Donald Trump performed significantly better in Sunday night's debate than in the first one—but it likely wasn't enough to move the undecided voters he needs.
That's the general buzz among Wall Street analysts who watched the debate last night, and investors who reacted to it today—the S&P 500 ticked upward by 0.52%, while the Mexican peso rose to a month-long high before returning to pre-debate levels in intraday trading Monday.
Those upticks suggest that investors, for the most part, ruled in Hillary Clinton's favor last night. Analysts are expecting a Clinton win to keep the status quo and potentially boost the economy and S&P 500. St-Louis-based Macroeconomic Advisers has even predicted that investors could lose a combined $2 trillion on the market should Trump take the White House. Traders of the Mexican peso have also been closely watching the presidential race, as Trump's proposed policies including building a wall between the U.S. and Mexico and steeper tariffs on the neighboring country, would likely leave Mexico financially worse off.
Here's what top Wall Street strategists had to say about the debate last night:
RBC's Senior Currency Strategist Elsa Lignos noted that bookies and pollsters seem to be leaning toward a Clinton win, largely due to the leaked 2005 tapes.
"US dollar to Mexican peso is down 1.3% in Asia trading and US dollar to Canadian dollar is down 0.3% (spot 1.3250) as both bookies’ odds and pollster models point to a falling probability of a Trump victory; that seems to have more to do with Friday’s leaks than the second Presidential debate."

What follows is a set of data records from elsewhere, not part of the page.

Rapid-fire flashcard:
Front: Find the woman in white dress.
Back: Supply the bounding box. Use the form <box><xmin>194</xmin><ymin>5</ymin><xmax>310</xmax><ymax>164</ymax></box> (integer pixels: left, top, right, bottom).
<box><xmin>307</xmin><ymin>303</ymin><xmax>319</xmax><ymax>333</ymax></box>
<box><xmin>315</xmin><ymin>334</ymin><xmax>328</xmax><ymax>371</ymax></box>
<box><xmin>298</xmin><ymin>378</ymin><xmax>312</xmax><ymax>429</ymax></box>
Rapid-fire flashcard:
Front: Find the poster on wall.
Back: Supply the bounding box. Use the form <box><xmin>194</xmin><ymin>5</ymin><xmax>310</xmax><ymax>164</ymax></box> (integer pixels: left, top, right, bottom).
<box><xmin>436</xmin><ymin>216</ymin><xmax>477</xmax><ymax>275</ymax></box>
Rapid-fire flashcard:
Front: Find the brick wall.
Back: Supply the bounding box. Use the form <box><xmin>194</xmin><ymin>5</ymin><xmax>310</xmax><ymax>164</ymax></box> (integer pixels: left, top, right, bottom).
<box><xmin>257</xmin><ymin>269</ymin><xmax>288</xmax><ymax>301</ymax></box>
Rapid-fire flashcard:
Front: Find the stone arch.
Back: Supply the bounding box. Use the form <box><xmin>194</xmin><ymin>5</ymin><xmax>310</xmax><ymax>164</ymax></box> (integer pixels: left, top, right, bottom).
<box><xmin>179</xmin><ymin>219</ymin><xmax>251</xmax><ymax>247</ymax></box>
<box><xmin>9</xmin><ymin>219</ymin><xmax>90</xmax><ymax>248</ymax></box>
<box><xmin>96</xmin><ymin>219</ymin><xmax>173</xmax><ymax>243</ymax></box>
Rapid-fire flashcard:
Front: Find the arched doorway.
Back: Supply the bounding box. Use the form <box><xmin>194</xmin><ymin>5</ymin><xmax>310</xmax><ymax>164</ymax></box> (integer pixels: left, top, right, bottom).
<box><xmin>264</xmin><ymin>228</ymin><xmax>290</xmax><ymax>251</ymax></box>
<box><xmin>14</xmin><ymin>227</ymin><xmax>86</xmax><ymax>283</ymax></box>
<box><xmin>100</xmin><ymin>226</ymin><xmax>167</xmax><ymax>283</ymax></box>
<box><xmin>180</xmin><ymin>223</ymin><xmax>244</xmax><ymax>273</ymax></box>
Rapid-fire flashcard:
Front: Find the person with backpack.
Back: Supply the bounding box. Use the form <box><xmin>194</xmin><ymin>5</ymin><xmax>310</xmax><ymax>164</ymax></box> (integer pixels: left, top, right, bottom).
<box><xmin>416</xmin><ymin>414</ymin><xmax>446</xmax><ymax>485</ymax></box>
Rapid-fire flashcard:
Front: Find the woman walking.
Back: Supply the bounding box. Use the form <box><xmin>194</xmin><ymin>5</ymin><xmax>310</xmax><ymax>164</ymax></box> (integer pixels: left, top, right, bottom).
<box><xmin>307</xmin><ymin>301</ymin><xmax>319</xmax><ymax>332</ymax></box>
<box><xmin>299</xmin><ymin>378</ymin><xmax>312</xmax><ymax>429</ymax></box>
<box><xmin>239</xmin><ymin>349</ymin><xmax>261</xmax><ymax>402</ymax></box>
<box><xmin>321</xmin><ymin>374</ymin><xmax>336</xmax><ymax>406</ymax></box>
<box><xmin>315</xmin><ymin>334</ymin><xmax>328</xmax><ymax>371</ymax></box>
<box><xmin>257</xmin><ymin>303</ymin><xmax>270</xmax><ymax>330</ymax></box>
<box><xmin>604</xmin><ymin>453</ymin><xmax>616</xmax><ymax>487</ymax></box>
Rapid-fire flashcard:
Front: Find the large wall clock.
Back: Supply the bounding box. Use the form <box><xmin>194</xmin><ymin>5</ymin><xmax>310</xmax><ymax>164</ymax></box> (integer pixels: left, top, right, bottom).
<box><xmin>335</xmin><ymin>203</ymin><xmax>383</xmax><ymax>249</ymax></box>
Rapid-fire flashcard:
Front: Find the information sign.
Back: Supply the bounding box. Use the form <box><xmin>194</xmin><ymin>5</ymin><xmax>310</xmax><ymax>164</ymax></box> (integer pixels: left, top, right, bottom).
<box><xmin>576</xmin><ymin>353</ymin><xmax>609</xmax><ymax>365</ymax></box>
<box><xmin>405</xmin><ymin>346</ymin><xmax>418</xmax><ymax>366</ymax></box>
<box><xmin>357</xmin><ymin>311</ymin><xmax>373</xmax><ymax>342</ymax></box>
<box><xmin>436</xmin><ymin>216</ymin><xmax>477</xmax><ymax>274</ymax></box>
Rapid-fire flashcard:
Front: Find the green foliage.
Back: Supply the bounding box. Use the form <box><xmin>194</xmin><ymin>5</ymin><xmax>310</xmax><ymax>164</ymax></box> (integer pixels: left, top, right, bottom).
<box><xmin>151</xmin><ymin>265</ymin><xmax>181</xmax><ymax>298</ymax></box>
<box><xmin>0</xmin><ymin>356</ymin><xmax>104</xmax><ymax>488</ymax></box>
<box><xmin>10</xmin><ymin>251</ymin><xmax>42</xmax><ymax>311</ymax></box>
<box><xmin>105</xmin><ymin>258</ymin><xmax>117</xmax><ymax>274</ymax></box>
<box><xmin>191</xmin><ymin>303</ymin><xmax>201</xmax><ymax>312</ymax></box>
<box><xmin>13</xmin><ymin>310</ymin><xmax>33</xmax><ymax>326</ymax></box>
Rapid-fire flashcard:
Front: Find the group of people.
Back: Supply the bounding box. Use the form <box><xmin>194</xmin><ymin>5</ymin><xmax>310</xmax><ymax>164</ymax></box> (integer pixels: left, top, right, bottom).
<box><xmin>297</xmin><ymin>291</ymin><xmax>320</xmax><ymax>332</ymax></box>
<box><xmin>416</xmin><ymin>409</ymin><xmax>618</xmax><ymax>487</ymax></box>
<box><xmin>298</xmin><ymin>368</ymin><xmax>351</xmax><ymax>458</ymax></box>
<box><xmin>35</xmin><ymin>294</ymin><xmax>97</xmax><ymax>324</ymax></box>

TD Ameritrade's Chief Market Strategist JJ Kinahan released his comments on the topic:
“The market declared tonight’s debate a draw and has no more clue after debate than before, at least not in watching the S&P futures. Once again the debate was great theater, but did not give the market any insight. Despite the night’s civil ending, it was hard to glean much information, as a good part of the debate was simply a name-calling fest.”
RBC Capital Economist Sam Hill and Strategist Vatsala Datta weighed in on the debates in a daily economics note Monday, saying that the price of the Mexican peso surged—suggesting that investors judged Clinton the winner:
"The second debate between the US presidential candidates took place overnight. A lively contest resulted in CNN’s quick phone poll showing 57% deeming Clinton to have won the debate and 34% judging Trump as the winner although other similar polls may be yet to emerge. In the equivalent CNN poll after the first debate on 26 September Clinton scored 62%. Overall though, compared to Friday’s levels, the Mexican peso, which has been sensitive to opinion polls, is about 1.5% stronger versus USD reflecting by proxy a lower perceived probability of a Trump victor."
Cowen's Chris Krueger wrote that Trump's candidacy was nearly done, and raised the chance of a Clinton win to 80% from 70%. Trump's performance last night was good—but it was aimed at solidifying his base, not expanding it. The fall out resulting from Trump's campaign, such as from the 2005 tapes, could even turn the U.S. Senate blue:
"We disagree with many in Washington who describe Trump's presidential campaign as the electoral equivalent of a dumpster fire because a dumpster fire - by definition—is contained," Krueger wrote. "The key undercard question is not if the Democrats can net 31 seats (we have raised our probability from less than 10% to 20% in event Trump loses), but what the House GOP majority looks like after the elections."
Cornerstone Macro's team wrote a note Monday saying Clinton is heavily favored to win the election. But the question is, what will happen to the U.S. House? Trump has turned to attacking congressional Republicans who abandoned him following the release of his 2005 tapes—and that could also hand the House to the Democrats. The team writes:
"First, swing voter will shift to Clinton and maybe turn on Republicans generally. Second, more dispirited Republicans will stay home. Third, some Trump supporters will vote against the senators and congressman in swing states/districts who have denounced Trump. Put these three factors together and maybe a Republican congressman that would have won by 6-10 percentage points all of a sudden is behind. It does not seem like a stretch to us that we could see a tidal wave from the combined effect of these three factors."
In a comprehensive note from Evercore ISI, Senior Political Strategist Terry Haines noted that while Trump's performance was better in this debate compared to the last, it was not the "game-changing, momentum-reversing performance" he needed.
"Overall, tonight’s debate confirms our election base case that Clinton is president but will have to work with a closely politically divided Congress in which neither party has control," Haines wrote. But "with a more even debate tonight, it is unlikely that there will be a post-tape (the Trump and Billy Bush tapes released by the Washington Post), post-debate large rush to Clinton tonight. The likelier result is another couple of per cent nationally at most towards Clinton as more voters gradually conclude that Clinton is the better of the two choices they rather would not have."
Haines also noted that with just 30 days left until the Nov. 8 elections, both campaigns will bring out all the ammunition—meaning there will "certainly be more revelations" as Clinton and Trump run the final leg of the race.